TP-Link Archer C7 v2: regarding WiFi speed

Hello. I have a TP-Link Archer C7 v2, and a Lenovo Yoga 2 Pro laptop which uses an Intel wireless chipset (Intel Corporation Wireless 7260 (rev 6b)). I also have a desktop PC, with Intel Corporation Centrino Advanced-N 6235 (rev 24). Both the laptop and the desktop run Arch Linux.

I think I have a WiFi speed issue. It applies both on 18.06.5 and 19.07-rc2 OpenWRT firmware versions.

Here is a config fragment:

config wifi-device 'radio1'
option type 'mac80211'
option hwmode '11g'
option path 'platform/qca955x_wmac'
option noscan '1'
option legacy_rates '0'
option disabled '0'
option txpower '20'
option channel '9'
option country 'RU'
option htmode 'HT40'

The issue is that the RX rate (from the viewpoint of Intel cards) never goes above 150 Mbps, while TX stays at 300 Mbps, as if the router for some reason only uses one antenna for transmitting. If I build hostapd on the desktop, with 300-noscan.patch applied, and turn the desktop into a new access point, then both TX and RX rate is 300 Mbps, as shown by iw dev wlp1s0 link. So it looks like the router does not realize the full potential of its radio. And, if asymmetry is expected, it is at least strange that it gets 300 Mbps in the wrong direction (from the laptop, not to it).

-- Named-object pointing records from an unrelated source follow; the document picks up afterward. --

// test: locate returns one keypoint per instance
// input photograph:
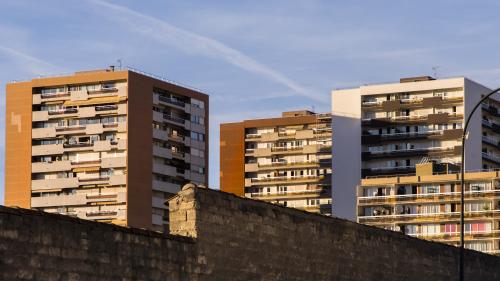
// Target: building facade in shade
(283, 160)
(104, 145)
(427, 205)
(387, 129)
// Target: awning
(91, 101)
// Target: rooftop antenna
(434, 69)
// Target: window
(480, 186)
(431, 229)
(430, 189)
(197, 136)
(197, 152)
(197, 169)
(451, 228)
(197, 103)
(197, 119)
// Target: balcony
(86, 163)
(170, 100)
(93, 180)
(287, 149)
(99, 214)
(106, 107)
(427, 217)
(45, 167)
(490, 109)
(63, 111)
(69, 129)
(491, 141)
(50, 184)
(427, 197)
(77, 145)
(430, 151)
(177, 138)
(174, 119)
(48, 149)
(436, 134)
(388, 171)
(312, 193)
(103, 91)
(285, 179)
(436, 118)
(54, 95)
(109, 197)
(285, 165)
(415, 102)
(57, 201)
(491, 157)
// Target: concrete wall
(346, 151)
(473, 93)
(228, 238)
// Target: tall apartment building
(427, 205)
(283, 160)
(104, 145)
(386, 129)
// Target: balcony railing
(54, 95)
(491, 157)
(103, 91)
(285, 178)
(432, 215)
(63, 111)
(69, 128)
(176, 137)
(100, 178)
(110, 125)
(101, 196)
(292, 148)
(173, 118)
(252, 136)
(171, 101)
(474, 194)
(490, 140)
(86, 162)
(428, 149)
(288, 164)
(101, 213)
(106, 107)
(285, 193)
(80, 144)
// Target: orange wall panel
(232, 158)
(18, 145)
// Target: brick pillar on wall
(182, 213)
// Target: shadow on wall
(346, 165)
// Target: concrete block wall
(40, 246)
(218, 236)
(243, 239)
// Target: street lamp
(462, 183)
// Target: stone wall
(40, 246)
(218, 236)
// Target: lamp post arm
(462, 181)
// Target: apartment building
(104, 145)
(284, 160)
(427, 206)
(387, 129)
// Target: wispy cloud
(29, 63)
(187, 41)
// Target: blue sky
(254, 58)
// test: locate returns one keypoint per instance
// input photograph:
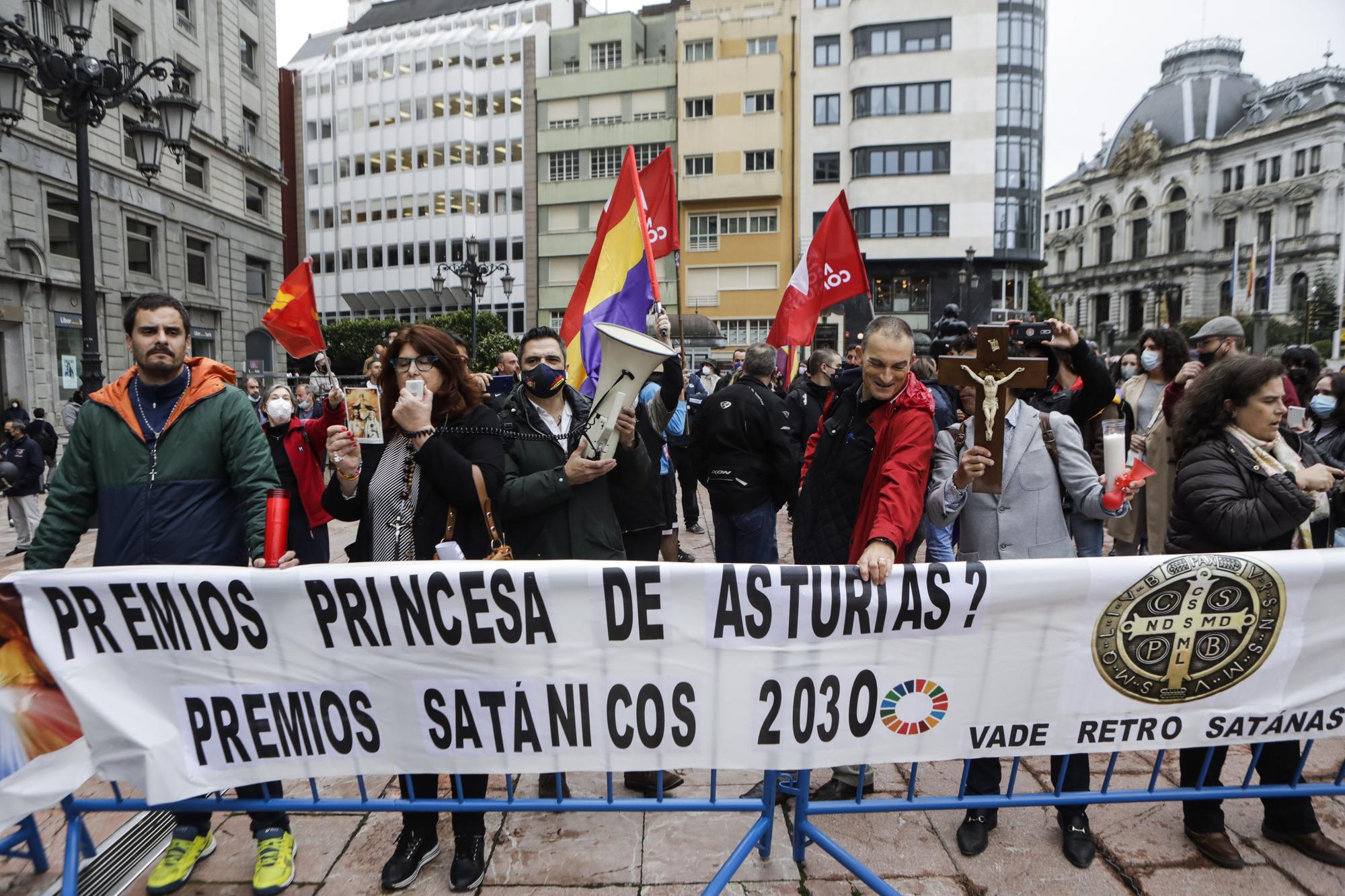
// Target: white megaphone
(629, 358)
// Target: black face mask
(544, 381)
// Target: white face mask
(279, 409)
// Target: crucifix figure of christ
(991, 372)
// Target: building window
(141, 247)
(699, 50)
(759, 161)
(902, 221)
(827, 50)
(903, 99)
(63, 227)
(1178, 232)
(256, 197)
(758, 103)
(194, 169)
(700, 166)
(248, 53)
(606, 56)
(1303, 218)
(566, 166)
(1106, 239)
(700, 108)
(705, 233)
(906, 37)
(198, 261)
(827, 167)
(827, 110)
(606, 162)
(903, 159)
(1140, 239)
(1265, 221)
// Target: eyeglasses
(423, 364)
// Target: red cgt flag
(831, 272)
(660, 188)
(293, 319)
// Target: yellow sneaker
(180, 860)
(275, 861)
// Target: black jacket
(1083, 404)
(742, 448)
(26, 455)
(1226, 502)
(545, 516)
(805, 404)
(446, 462)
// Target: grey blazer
(1026, 520)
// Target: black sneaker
(415, 849)
(469, 866)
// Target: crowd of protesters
(871, 454)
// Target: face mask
(279, 409)
(544, 381)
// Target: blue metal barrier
(26, 842)
(796, 786)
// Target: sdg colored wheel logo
(914, 706)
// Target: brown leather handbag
(500, 551)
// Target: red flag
(831, 272)
(293, 319)
(658, 182)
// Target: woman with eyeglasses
(401, 493)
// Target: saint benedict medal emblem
(1190, 628)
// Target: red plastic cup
(278, 525)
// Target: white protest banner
(190, 678)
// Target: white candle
(1113, 456)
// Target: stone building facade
(206, 231)
(1208, 163)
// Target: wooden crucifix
(993, 373)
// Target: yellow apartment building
(736, 73)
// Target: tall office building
(415, 132)
(206, 229)
(930, 116)
(736, 139)
(613, 84)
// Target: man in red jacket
(864, 477)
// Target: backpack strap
(1048, 438)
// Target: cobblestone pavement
(1141, 845)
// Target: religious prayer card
(364, 416)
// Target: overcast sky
(1101, 57)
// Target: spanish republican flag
(618, 284)
(293, 319)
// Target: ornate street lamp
(84, 89)
(473, 276)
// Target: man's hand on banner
(287, 561)
(876, 561)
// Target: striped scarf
(1277, 458)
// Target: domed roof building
(1208, 165)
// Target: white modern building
(416, 134)
(1145, 232)
(930, 116)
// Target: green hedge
(350, 342)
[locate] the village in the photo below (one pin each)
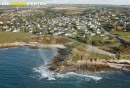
(90, 24)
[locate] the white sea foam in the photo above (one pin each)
(45, 73)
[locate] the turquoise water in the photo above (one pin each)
(24, 68)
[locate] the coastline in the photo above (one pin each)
(63, 66)
(60, 63)
(31, 45)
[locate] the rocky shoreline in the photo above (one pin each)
(30, 45)
(60, 65)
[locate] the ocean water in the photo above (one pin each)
(25, 68)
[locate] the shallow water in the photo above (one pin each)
(24, 68)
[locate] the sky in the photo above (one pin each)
(112, 2)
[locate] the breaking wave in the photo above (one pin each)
(49, 75)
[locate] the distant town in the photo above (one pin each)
(103, 31)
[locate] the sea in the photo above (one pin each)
(22, 67)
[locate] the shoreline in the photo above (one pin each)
(60, 63)
(63, 66)
(31, 45)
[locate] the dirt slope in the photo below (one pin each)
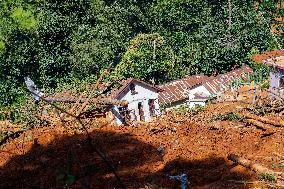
(145, 155)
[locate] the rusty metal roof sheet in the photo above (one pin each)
(125, 83)
(177, 90)
(277, 62)
(223, 82)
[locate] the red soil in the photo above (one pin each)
(44, 157)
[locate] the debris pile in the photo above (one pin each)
(197, 143)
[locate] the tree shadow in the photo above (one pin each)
(69, 161)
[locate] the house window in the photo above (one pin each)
(132, 89)
(151, 104)
(281, 82)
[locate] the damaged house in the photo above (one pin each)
(196, 90)
(142, 99)
(276, 65)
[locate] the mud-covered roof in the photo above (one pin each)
(177, 90)
(125, 83)
(223, 82)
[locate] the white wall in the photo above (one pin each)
(192, 104)
(144, 93)
(200, 89)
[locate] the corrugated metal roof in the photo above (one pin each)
(223, 82)
(177, 90)
(125, 83)
(277, 62)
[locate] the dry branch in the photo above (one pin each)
(263, 120)
(258, 124)
(250, 165)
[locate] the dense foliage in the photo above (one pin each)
(157, 40)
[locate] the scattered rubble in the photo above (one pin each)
(144, 155)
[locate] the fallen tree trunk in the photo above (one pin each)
(250, 165)
(264, 120)
(100, 101)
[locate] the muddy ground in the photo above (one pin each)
(144, 155)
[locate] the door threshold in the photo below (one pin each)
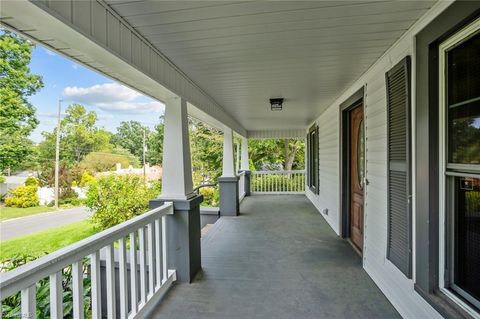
(355, 248)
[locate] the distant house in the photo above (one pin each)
(152, 173)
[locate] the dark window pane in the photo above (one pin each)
(463, 63)
(463, 88)
(464, 134)
(467, 239)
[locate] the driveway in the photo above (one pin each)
(18, 227)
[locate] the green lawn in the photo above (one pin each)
(46, 241)
(13, 212)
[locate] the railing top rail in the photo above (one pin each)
(28, 274)
(279, 172)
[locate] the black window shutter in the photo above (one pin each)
(399, 250)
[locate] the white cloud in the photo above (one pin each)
(49, 52)
(111, 97)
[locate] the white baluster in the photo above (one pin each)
(96, 285)
(110, 264)
(122, 274)
(143, 270)
(29, 302)
(56, 295)
(158, 253)
(77, 289)
(151, 260)
(133, 274)
(164, 248)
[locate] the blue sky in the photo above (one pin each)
(73, 83)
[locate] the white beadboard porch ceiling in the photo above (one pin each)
(243, 53)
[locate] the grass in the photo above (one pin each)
(14, 212)
(40, 243)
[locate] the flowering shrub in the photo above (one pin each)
(115, 199)
(22, 196)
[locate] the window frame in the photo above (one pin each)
(447, 173)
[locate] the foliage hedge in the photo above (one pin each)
(23, 196)
(211, 196)
(115, 199)
(31, 181)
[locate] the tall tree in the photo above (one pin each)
(17, 114)
(130, 135)
(155, 144)
(79, 136)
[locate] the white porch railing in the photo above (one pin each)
(277, 182)
(146, 237)
(241, 185)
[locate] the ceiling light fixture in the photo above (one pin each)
(276, 104)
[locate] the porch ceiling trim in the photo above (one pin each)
(276, 134)
(91, 33)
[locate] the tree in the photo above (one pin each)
(105, 161)
(78, 137)
(206, 145)
(130, 137)
(17, 114)
(155, 144)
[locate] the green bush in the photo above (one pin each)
(22, 196)
(31, 181)
(115, 199)
(86, 179)
(211, 196)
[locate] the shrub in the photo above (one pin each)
(211, 196)
(115, 199)
(86, 179)
(31, 181)
(22, 196)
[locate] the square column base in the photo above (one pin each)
(183, 236)
(247, 182)
(229, 203)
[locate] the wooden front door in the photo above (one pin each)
(357, 174)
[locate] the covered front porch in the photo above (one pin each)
(277, 259)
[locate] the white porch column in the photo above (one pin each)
(244, 166)
(228, 182)
(228, 158)
(184, 230)
(177, 166)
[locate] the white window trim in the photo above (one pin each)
(444, 47)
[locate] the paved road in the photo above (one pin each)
(31, 224)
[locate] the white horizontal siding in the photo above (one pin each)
(394, 284)
(328, 157)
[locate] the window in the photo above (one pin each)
(312, 164)
(399, 248)
(460, 165)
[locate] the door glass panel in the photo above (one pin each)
(467, 235)
(463, 96)
(361, 154)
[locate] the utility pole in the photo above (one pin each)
(144, 155)
(57, 153)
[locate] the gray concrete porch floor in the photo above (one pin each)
(278, 259)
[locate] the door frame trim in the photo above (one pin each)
(344, 113)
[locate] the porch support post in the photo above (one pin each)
(228, 182)
(245, 165)
(183, 227)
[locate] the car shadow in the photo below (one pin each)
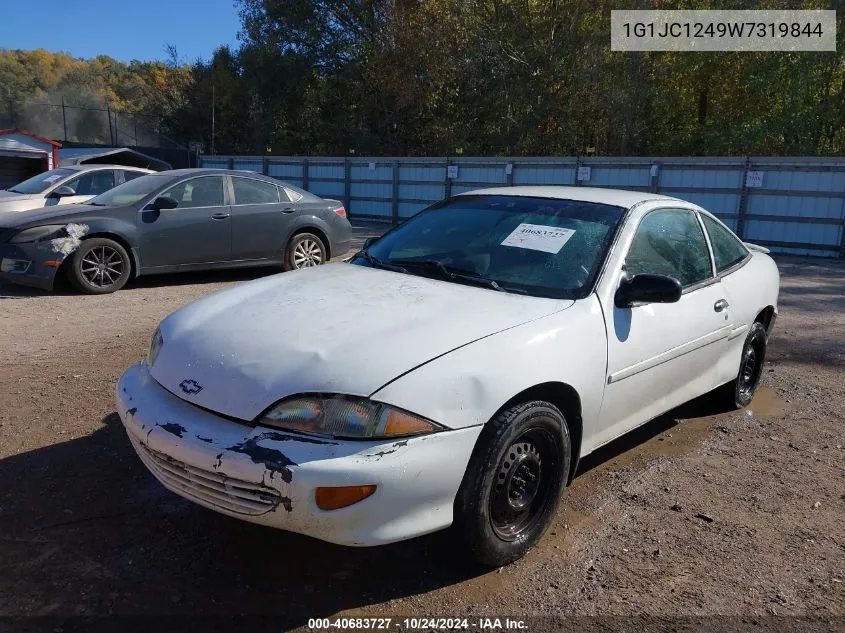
(86, 530)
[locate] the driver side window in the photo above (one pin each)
(205, 191)
(670, 242)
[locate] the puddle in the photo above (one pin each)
(768, 404)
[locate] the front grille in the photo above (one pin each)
(214, 489)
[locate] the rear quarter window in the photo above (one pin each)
(727, 249)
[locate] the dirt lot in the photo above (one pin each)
(700, 513)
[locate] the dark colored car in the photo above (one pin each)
(189, 219)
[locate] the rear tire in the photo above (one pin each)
(740, 391)
(305, 250)
(99, 266)
(514, 481)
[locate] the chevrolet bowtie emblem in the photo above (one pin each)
(190, 386)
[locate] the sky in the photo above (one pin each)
(123, 30)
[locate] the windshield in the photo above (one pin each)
(538, 246)
(131, 192)
(42, 182)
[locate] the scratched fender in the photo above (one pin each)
(268, 477)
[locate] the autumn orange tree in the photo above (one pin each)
(485, 77)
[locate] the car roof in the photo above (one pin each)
(205, 171)
(601, 195)
(94, 166)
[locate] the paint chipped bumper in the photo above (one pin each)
(26, 264)
(269, 477)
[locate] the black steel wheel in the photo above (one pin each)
(739, 392)
(100, 266)
(514, 481)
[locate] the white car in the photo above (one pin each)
(66, 185)
(453, 371)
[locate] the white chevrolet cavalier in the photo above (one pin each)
(453, 371)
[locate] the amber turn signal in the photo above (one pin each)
(342, 496)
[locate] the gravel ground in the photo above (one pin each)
(699, 513)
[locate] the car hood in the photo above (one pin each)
(58, 214)
(11, 201)
(339, 328)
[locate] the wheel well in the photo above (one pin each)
(133, 266)
(319, 233)
(765, 317)
(565, 398)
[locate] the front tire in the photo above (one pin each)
(740, 391)
(514, 481)
(305, 250)
(100, 266)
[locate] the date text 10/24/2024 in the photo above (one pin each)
(417, 624)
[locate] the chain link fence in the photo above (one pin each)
(93, 125)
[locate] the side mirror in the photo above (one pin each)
(647, 289)
(162, 202)
(63, 192)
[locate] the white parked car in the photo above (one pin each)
(66, 185)
(453, 371)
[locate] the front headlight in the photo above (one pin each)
(39, 233)
(156, 344)
(344, 417)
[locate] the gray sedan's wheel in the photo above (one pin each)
(305, 250)
(100, 266)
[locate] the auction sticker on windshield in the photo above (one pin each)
(549, 239)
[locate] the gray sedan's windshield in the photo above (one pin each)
(132, 191)
(539, 246)
(42, 182)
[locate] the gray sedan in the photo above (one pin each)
(190, 219)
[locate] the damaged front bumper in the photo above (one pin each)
(267, 476)
(32, 264)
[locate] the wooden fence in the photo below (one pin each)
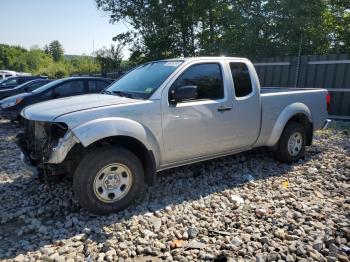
(331, 72)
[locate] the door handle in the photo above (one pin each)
(224, 108)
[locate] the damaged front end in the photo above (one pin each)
(47, 146)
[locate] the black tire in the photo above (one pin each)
(282, 153)
(89, 168)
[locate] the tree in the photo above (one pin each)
(252, 28)
(55, 49)
(109, 59)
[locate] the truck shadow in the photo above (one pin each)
(34, 215)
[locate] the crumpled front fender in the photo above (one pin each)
(98, 129)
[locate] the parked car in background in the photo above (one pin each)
(26, 87)
(161, 115)
(14, 81)
(11, 107)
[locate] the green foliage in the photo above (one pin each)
(109, 59)
(39, 61)
(251, 28)
(55, 49)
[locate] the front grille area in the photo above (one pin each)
(39, 138)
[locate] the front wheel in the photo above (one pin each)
(108, 180)
(291, 146)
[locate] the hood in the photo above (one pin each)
(49, 110)
(21, 95)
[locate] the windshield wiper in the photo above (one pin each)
(106, 92)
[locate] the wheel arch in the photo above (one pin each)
(123, 132)
(297, 112)
(135, 146)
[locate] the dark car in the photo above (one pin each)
(26, 87)
(11, 107)
(14, 81)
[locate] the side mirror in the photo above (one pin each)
(54, 94)
(183, 93)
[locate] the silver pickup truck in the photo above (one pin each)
(161, 115)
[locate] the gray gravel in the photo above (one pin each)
(244, 207)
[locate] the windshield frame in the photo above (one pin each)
(144, 95)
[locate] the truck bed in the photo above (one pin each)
(274, 100)
(269, 90)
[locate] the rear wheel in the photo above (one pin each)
(108, 180)
(291, 146)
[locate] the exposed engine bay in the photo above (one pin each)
(46, 146)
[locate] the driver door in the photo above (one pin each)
(199, 127)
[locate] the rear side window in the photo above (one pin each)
(10, 82)
(35, 85)
(207, 78)
(241, 79)
(96, 86)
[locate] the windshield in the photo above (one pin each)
(144, 80)
(47, 86)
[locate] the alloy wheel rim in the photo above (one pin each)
(112, 183)
(295, 143)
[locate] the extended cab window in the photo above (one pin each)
(207, 78)
(96, 86)
(241, 79)
(10, 82)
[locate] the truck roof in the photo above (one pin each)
(204, 58)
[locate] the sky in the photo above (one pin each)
(77, 24)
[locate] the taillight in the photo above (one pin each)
(328, 99)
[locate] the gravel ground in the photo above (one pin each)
(245, 207)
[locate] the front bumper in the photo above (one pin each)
(8, 114)
(326, 124)
(28, 165)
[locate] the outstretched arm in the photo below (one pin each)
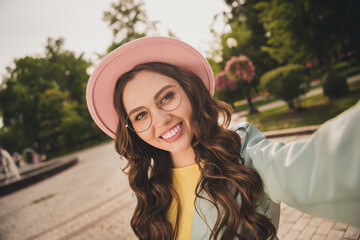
(320, 175)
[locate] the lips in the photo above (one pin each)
(172, 134)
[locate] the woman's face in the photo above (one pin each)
(169, 130)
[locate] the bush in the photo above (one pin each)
(347, 68)
(335, 85)
(287, 82)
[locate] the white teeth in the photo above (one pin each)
(171, 133)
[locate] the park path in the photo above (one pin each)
(92, 201)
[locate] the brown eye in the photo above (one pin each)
(141, 115)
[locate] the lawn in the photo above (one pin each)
(316, 110)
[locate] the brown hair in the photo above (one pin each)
(148, 168)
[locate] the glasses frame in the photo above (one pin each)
(129, 123)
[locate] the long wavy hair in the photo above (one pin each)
(216, 148)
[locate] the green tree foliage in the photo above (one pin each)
(128, 21)
(250, 36)
(286, 82)
(334, 84)
(305, 30)
(249, 32)
(42, 100)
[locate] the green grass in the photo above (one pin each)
(258, 103)
(316, 110)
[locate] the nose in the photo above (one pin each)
(160, 117)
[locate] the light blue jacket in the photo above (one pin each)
(319, 176)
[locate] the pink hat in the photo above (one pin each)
(100, 88)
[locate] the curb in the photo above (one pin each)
(36, 175)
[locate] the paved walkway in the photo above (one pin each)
(92, 201)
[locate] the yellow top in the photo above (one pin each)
(185, 180)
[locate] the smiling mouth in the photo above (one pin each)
(172, 133)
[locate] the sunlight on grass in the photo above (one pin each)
(316, 110)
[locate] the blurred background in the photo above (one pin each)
(280, 64)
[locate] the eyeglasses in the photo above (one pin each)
(167, 99)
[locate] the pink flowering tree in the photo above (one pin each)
(241, 69)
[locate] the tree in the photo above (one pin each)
(286, 82)
(305, 30)
(41, 95)
(242, 69)
(128, 21)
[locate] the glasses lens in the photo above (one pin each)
(169, 99)
(140, 120)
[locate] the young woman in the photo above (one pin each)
(192, 177)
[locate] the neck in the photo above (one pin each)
(183, 159)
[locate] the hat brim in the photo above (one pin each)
(100, 88)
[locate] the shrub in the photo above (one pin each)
(286, 82)
(335, 85)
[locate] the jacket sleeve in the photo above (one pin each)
(320, 175)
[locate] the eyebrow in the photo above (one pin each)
(155, 97)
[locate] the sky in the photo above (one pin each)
(25, 25)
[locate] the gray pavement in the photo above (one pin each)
(92, 200)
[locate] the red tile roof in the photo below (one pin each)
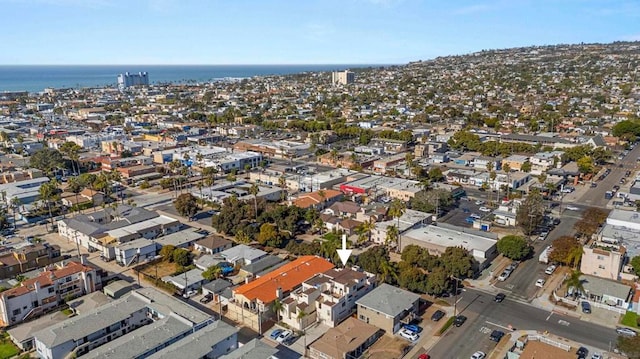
(286, 278)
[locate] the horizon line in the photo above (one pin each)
(244, 64)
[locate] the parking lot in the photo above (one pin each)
(466, 208)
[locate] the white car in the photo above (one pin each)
(504, 275)
(284, 336)
(407, 334)
(550, 269)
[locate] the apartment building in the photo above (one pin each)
(26, 256)
(155, 324)
(388, 307)
(34, 297)
(601, 259)
(327, 297)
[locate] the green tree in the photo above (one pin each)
(46, 160)
(186, 205)
(514, 247)
(212, 273)
(531, 212)
(635, 263)
(167, 252)
(181, 257)
(268, 234)
(563, 248)
(437, 282)
(254, 190)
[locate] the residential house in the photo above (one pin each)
(327, 297)
(348, 340)
(26, 256)
(34, 297)
(515, 162)
(345, 209)
(602, 260)
(252, 301)
(388, 307)
(242, 255)
(542, 161)
(318, 200)
(213, 244)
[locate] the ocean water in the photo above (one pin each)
(35, 78)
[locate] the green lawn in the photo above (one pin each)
(630, 319)
(331, 236)
(7, 350)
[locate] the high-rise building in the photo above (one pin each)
(343, 77)
(127, 79)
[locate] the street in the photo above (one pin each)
(484, 316)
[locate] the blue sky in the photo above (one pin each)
(296, 31)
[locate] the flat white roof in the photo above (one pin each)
(445, 237)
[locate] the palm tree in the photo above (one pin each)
(48, 193)
(396, 210)
(387, 271)
(277, 306)
(254, 189)
(301, 315)
(15, 205)
(392, 234)
(575, 281)
(282, 182)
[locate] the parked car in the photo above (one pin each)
(412, 327)
(206, 299)
(189, 294)
(550, 269)
(496, 335)
(460, 319)
(504, 275)
(284, 335)
(582, 353)
(275, 333)
(407, 334)
(437, 315)
(626, 332)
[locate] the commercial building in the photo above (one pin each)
(34, 297)
(437, 238)
(128, 80)
(388, 307)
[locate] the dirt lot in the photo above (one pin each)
(164, 268)
(387, 347)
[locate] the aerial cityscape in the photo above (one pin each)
(320, 180)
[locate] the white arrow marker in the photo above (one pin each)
(344, 253)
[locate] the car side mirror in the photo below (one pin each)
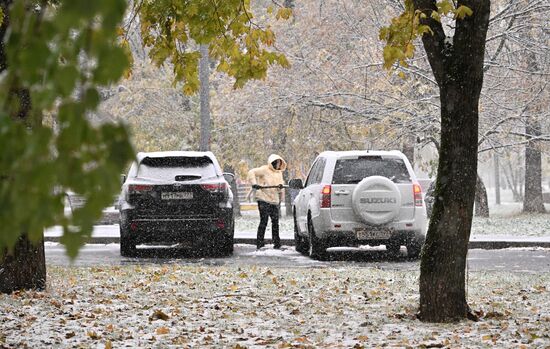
(229, 177)
(296, 183)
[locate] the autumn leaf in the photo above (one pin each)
(162, 330)
(159, 315)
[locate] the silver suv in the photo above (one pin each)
(353, 198)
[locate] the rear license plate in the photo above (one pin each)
(373, 234)
(180, 195)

Is this expected? Is this a known issue? Are there any options to try and fix this?

Solved. This is not a driver bug.

The router is able to send data to the laptop over a high-bitrate WiFi link, and can be forced to do so using a command like iw dev wlan1 set bitrates ht-mcs-2.4 13 14 15. However, minstrel notices that there are apparently no benefits from using multiple spatial streams, and therefore downgrades to a single stream at the highest rate.